8. Les pénuries de métaux, au côté de l’ingénieur Philippe Bihouix
Ingénieur centralien, spécialiste des ressources non renouvelables et promoteur des Low-tech, Philippe Bihouix souligne cette raréfaction méconnue du grand public qu’est celle des minerais, employés à grand frais pour nos technologies, comme le lithium pour les batteries de nos smartphones, ou nos voitures électriques. Avec Audrey Boehly, il expose les différents enjeux liés à ces mines et à la demande industrielle inconsciente qui pousse leur développement.
9. Les effets de l’Anthropocène sur la biodiversité, via l’écologue Sandra Lavorel
Ingénieure agronome de formation, Sandra Lavorel observe les changements des paysages et du fonctionnement des écosystèmes face aux changements globaux. Elle met notamment en exergue l’interdépendance des espèces et l’importance de ne pas perturber ces réseaux par nos activités démesurées. La lutte écologique ne se réduit pas au climat, mais également à tous les aspects liés de la biosphère, dont la biodiversité est le cœur. En effet, la chute extrêmement rapide de cette dernière a également un impact sur le climat, au-delà de la grande injustice qu’elle représente.
10. Le dépassement des limites planétaires : le chercheur Aurélien Boutaud
Docteur en sciences de la terre et de l’environnement, Aurélien Boutaud est consultant indépendant spécialisé dans l’accompagnement des politiques publiques. Il s’intéresse tout particulièrement au concept peu compris (car peu médiatisé) des limites planétaires que nous dépassons chaque année un peu plus tôt… Théorisé par une équipe internationale de 26 chercheurs en 2009 dans les revues scientifiques Nature et Ecology and Society, cette grille de lecture « entend fixer des seuils à l’échelle mondiale que l’humanité ne devrait pas dépasser afin de continuer à vivre dans des conditions favorables et préserver un écosystème sûr, autrement dit une certaine stabilité de la planète ». On observe aujourd’hui 9 limites : le changement climatique, l’érosion de la biodiversité, les perturbations globales du cycle de l’azote et du phosphore, les changements d’utilisation des sols, L’introduction de nouvelles substances, l’utilisation de l’eau douce, la dégradation de la couche d’ozone, l’augmentation des aérosols dans l’atmosphère et l’acidification des océans. Nous avons déjà franchi 6 de ces limites. L’entretien revient sur les conséquences de ces excès.

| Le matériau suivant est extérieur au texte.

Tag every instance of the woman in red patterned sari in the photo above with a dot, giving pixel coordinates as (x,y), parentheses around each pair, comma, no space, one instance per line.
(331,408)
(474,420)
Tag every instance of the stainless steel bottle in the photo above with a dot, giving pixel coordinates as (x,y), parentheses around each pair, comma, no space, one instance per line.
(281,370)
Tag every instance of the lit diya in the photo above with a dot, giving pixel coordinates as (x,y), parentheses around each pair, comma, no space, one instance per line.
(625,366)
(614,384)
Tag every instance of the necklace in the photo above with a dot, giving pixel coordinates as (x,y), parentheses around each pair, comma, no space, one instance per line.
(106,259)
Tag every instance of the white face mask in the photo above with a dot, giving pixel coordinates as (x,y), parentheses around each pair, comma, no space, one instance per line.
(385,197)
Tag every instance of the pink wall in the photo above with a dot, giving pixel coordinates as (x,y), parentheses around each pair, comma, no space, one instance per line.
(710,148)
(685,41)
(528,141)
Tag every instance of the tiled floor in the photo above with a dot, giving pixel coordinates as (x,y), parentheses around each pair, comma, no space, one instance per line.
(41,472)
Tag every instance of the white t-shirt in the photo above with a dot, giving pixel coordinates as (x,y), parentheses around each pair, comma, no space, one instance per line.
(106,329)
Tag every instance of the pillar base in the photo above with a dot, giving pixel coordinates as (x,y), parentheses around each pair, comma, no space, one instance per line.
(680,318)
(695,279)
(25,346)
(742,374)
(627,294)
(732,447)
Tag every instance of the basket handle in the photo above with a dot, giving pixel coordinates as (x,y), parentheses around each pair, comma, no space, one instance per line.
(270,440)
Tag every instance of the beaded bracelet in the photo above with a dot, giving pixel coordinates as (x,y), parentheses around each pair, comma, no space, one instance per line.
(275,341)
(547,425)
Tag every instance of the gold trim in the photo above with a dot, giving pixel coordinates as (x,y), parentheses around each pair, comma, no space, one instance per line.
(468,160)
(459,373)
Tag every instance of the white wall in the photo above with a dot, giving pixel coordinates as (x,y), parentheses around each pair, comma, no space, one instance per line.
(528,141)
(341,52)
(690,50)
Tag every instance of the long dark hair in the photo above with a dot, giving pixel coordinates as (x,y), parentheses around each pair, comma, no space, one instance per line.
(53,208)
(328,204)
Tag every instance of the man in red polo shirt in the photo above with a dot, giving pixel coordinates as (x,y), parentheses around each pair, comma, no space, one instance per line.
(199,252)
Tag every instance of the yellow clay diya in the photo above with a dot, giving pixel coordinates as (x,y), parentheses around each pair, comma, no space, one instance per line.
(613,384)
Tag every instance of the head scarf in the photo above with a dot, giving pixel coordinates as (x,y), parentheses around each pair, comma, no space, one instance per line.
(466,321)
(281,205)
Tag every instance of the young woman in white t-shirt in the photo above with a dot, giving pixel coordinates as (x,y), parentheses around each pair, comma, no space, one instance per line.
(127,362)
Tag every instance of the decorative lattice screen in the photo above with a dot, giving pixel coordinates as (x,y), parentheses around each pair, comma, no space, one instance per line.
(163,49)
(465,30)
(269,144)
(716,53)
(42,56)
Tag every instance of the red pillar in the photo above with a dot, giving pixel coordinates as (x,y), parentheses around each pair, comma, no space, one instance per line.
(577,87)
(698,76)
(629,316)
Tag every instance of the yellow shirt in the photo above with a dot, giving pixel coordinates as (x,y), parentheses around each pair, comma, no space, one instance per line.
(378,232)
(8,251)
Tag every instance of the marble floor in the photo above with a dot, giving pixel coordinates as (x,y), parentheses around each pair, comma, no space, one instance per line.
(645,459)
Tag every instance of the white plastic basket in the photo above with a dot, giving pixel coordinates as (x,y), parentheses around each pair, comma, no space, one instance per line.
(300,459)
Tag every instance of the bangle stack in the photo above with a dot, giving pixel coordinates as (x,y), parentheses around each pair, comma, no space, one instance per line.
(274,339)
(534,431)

11. Les impacts migratoires et géopolitiques de la crise environnementale, par le politologue François Gemenne
Spécialiste de la gouvernance du climat et des migrations, directeur de l’Observatoire Hugo à l’université de Liège, enseignant à Sciences-Po et à la Sorbonne, François Gemenne revient pour Dernières Limites sur les enjeux géopolitiques et migratoires qui vont de pair avec la déstabilisation des écosystèmes et donc des habitats humains. Montée des eaux, sécheresses, pollutions, inondations,… les événements climatiques s’accentuent et génèrent déjà des déplacements d’urgence de populations vulnérables, sans compter que les tensions provoquées par les pénuries sont vouées à se transformer en guerres sous différentes formes, facteur supplémentaire de migrations. Ces réalités ne doivent pas autoriser la déshumanisation d’autrui, mais posent de véritables questions sur nos relations internationales et notre rapport à l’accueil – et à travers cette question, sur l’avenir de ce qui fait notre humanité.

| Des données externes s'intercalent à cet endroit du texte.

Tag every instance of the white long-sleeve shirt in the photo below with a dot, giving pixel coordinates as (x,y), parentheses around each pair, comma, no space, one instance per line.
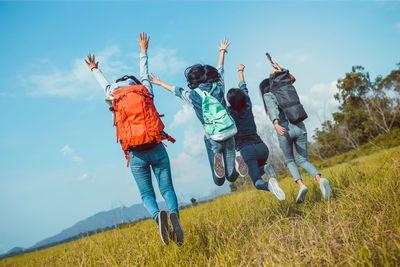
(110,88)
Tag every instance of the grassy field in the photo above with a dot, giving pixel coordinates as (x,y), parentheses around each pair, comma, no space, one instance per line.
(359,226)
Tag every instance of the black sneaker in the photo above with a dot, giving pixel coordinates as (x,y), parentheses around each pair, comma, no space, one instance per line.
(219,169)
(176,231)
(163,226)
(241,166)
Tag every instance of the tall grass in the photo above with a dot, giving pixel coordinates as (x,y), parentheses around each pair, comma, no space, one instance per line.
(359,226)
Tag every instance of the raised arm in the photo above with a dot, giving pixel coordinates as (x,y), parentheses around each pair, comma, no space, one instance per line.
(144,69)
(240,71)
(156,80)
(178,91)
(222,50)
(242,83)
(94,67)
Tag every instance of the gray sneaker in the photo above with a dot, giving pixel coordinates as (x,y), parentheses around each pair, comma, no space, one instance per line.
(302,194)
(325,188)
(163,226)
(274,188)
(241,166)
(219,169)
(176,231)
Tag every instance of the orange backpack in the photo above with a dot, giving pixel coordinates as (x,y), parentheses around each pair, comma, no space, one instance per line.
(136,118)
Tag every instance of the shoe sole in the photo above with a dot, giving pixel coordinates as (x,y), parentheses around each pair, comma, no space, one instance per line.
(219,169)
(241,166)
(176,229)
(163,226)
(326,189)
(276,190)
(300,198)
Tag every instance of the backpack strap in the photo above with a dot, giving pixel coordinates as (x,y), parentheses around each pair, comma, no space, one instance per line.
(204,93)
(213,88)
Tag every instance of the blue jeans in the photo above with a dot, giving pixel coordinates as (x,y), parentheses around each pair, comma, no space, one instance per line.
(156,158)
(297,136)
(255,156)
(227,149)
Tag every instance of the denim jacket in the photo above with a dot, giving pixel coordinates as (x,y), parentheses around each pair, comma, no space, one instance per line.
(244,119)
(193,99)
(273,108)
(111,88)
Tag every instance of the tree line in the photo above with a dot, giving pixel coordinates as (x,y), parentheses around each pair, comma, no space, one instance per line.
(367,108)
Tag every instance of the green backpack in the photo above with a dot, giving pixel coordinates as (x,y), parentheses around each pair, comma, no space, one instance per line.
(218,124)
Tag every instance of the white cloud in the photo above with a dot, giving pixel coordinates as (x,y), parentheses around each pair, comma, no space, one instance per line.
(184,115)
(193,140)
(319,103)
(68,151)
(77,81)
(188,168)
(296,56)
(84,176)
(165,60)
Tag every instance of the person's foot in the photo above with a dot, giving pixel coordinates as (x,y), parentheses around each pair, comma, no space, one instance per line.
(241,166)
(325,188)
(219,169)
(302,194)
(163,226)
(176,231)
(274,188)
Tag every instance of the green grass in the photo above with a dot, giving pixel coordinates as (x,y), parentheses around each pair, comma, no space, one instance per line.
(359,226)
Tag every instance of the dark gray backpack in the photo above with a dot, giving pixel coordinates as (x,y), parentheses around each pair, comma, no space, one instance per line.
(287,97)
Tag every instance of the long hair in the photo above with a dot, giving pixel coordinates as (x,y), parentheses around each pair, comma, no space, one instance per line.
(198,74)
(126,77)
(236,98)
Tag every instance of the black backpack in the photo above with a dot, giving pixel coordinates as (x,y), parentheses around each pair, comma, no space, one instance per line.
(286,95)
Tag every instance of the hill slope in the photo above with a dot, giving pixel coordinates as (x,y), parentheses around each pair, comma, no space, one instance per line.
(360,225)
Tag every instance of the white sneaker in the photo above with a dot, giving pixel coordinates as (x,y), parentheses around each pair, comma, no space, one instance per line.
(241,166)
(219,168)
(274,188)
(302,194)
(325,188)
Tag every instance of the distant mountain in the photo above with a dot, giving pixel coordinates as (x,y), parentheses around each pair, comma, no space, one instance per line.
(15,250)
(101,220)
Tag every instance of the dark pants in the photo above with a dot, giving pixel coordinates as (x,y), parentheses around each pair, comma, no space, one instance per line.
(227,149)
(255,156)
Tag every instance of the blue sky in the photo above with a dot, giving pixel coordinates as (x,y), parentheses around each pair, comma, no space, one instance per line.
(59,162)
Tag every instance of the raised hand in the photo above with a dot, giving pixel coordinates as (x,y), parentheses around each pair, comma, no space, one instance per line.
(155,80)
(92,62)
(143,42)
(224,45)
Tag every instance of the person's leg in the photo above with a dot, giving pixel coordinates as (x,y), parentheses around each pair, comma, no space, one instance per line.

12. La possibilité d’un autre modèle de société du point de vue de la sociologue Dominique Méda
Professeure de sociologie à Paris-Dauphine, philosophe et sociologue, Dominique Méda réfléchit aux possibilités d’émergence de sociétés alternatives, notamment à travers la connaissance approfondie des rouages complexes qui composent la machine dans laquelle nous vivons actuellement. Elle s’intéresse particulièrement à la place du travail dans nos modèles et à leur avenir dans un monde qu’il est impératif de rendre plus sobre. Dans ce livre, elle aborde les conditions de ces possibles, avec réalisme et optimisme à la fois.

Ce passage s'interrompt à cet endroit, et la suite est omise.